» Tue May 17, 2011 11:39 pm
Crysis2's story-line is derivative, overly complicated and at times downright absurd. Sure, 15-19 year olds are going to be engrossed because it's an apocalyptic alien invasion and who among us didn't think that sh!t was automatically cool when we were kids? Too bad it's been done to death. Hell, Crysis2 is almost a carbon copy of Resistance: Fall of Man (with a few extra silly plot twists thrown in that don't actually do anything to accentuate the story). It's passable video game fodder, nothing more.
Crytek had a good thing going with the Crysis and it's a damn shame they threw it away for dollar signs. All that time spent building up their characters (Psycho in particular), just to thpthhhhh crap all over it without even attempting to explain what happened to them. Now we get to play as a face-less, voice-less grunt. I've been through the campaign twice, I'm still not entirely sure if Alcatraz died in the end, and honestly, I don't even care. GG Crytek.

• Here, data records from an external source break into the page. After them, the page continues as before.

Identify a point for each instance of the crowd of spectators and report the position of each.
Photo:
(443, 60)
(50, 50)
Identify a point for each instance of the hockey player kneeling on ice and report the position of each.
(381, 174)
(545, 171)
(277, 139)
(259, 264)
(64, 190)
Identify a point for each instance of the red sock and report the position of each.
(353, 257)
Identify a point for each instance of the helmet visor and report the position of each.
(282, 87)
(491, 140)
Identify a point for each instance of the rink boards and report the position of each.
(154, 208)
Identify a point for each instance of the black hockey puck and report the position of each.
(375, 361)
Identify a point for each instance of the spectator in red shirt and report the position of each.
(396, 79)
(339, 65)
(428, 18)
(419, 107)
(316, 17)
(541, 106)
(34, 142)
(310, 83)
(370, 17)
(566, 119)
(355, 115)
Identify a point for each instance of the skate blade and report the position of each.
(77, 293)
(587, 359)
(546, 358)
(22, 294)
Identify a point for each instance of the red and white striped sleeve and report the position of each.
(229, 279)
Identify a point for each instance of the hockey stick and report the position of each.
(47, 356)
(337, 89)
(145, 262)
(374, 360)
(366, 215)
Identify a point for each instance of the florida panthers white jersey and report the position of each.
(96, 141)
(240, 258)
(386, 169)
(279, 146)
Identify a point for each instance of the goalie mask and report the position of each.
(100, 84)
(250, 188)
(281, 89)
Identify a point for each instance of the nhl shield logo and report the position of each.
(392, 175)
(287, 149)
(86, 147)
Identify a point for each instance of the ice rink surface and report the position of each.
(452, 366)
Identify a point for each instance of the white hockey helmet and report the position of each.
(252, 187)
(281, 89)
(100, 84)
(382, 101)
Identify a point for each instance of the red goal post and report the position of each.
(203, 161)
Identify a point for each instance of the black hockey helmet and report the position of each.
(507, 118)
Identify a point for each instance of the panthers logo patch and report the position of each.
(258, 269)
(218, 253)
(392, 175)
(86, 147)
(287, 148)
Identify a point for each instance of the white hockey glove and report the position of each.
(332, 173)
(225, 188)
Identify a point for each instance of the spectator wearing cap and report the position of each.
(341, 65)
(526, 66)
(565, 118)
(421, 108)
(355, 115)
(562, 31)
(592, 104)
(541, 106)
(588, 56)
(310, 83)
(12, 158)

It was totaly unnecessary to introduce alcatraz anyway... after the first 5min your besically prophet and with a few plot changes you could have edited alcatraz out completely. To me it seems the death of prophet was just there to fully serve the link to crysis1 nothing more nothing less.

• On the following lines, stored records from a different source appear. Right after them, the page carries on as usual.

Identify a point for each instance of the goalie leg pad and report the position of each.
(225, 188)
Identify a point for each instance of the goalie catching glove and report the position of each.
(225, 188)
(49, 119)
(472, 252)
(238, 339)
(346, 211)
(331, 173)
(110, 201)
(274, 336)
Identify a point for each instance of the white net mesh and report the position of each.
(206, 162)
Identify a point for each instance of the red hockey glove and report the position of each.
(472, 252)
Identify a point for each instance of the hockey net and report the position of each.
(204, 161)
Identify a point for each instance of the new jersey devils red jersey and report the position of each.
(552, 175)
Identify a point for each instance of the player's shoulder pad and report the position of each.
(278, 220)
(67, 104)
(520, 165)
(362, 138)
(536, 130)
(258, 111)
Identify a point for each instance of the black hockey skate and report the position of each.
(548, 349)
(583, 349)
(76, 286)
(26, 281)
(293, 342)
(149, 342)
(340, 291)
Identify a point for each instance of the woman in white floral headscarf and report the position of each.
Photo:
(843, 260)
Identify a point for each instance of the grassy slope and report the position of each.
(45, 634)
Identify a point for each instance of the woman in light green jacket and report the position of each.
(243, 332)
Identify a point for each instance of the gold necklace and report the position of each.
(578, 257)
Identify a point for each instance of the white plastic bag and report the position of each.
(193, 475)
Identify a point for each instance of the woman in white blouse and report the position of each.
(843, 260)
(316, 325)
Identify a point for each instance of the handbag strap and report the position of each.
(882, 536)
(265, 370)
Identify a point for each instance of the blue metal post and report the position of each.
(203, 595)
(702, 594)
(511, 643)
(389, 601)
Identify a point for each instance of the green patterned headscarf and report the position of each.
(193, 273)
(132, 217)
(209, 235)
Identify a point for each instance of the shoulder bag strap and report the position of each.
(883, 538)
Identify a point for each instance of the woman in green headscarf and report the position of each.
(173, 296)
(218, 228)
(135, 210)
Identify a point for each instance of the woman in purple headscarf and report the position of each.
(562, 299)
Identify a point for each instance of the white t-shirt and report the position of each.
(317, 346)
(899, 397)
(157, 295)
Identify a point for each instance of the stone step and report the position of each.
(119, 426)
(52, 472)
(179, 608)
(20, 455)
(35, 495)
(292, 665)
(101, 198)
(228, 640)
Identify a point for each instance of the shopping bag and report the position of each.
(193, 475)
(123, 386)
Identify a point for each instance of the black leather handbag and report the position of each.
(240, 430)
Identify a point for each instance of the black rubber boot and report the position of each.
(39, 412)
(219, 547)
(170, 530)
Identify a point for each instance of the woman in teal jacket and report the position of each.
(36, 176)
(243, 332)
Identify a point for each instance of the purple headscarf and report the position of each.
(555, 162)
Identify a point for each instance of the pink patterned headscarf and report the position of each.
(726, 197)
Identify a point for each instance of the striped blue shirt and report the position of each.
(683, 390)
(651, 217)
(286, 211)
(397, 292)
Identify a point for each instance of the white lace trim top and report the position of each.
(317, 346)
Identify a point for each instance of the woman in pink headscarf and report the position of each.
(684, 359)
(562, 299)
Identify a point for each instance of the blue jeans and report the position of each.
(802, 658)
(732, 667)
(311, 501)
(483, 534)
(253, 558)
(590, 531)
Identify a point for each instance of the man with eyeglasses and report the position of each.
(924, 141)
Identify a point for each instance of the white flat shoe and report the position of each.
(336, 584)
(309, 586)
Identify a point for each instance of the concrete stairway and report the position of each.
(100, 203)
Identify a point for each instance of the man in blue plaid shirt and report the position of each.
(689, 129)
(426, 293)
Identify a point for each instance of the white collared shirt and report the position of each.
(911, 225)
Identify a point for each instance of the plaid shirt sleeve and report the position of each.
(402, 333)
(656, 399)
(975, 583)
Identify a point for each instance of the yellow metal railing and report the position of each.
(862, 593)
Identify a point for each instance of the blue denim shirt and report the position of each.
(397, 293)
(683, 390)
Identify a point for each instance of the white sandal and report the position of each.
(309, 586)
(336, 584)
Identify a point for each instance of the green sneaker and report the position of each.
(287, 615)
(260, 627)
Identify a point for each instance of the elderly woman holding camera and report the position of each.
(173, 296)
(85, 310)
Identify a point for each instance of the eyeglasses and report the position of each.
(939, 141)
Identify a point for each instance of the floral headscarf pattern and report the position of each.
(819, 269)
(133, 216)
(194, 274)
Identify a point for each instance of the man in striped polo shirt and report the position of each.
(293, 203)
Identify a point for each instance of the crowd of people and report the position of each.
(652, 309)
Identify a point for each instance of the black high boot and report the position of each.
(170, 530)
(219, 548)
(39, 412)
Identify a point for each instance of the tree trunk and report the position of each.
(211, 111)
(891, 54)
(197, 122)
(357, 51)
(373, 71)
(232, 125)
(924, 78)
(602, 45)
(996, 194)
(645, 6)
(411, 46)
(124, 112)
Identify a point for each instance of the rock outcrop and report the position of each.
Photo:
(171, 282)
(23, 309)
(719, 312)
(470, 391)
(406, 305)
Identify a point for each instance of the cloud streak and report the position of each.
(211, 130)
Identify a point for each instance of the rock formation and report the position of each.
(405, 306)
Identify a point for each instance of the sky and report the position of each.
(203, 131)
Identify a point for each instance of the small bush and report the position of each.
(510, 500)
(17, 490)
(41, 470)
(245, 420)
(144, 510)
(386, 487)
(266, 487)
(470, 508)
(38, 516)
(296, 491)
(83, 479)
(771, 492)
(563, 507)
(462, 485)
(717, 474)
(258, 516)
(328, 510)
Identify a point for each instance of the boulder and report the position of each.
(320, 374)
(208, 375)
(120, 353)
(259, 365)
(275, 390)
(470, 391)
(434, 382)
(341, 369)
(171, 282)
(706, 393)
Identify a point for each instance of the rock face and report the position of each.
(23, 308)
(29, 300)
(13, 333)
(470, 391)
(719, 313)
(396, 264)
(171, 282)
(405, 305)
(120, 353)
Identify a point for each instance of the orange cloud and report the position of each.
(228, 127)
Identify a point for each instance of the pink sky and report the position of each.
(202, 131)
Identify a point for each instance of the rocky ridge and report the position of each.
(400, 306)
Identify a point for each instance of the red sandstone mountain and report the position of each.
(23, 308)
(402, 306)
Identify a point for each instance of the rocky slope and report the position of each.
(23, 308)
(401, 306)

Exactly. There was NO reason to kill off Prophet except, like you said, to sever the link to Crysis and make it so that console gamers don't have to worry about not having played the first game in the series. The game makes so much more sense with Prophet at the helm. Hell, every single NPC in the game is calling you Prophet for the first 2 hours of the game, and the Cell grunts continue to call you Prophet 'til the end! You're running around in Prophet's Nano-suit, with Prophet's memories popping up at random. For all intents and purposes, you are Prophet. Jeez, what the hell was Crytek thinking? I'm not even blaming the writer for this hogwash, because I'm sure that whatever script he turned in was based on exactly what Crytek told him to write.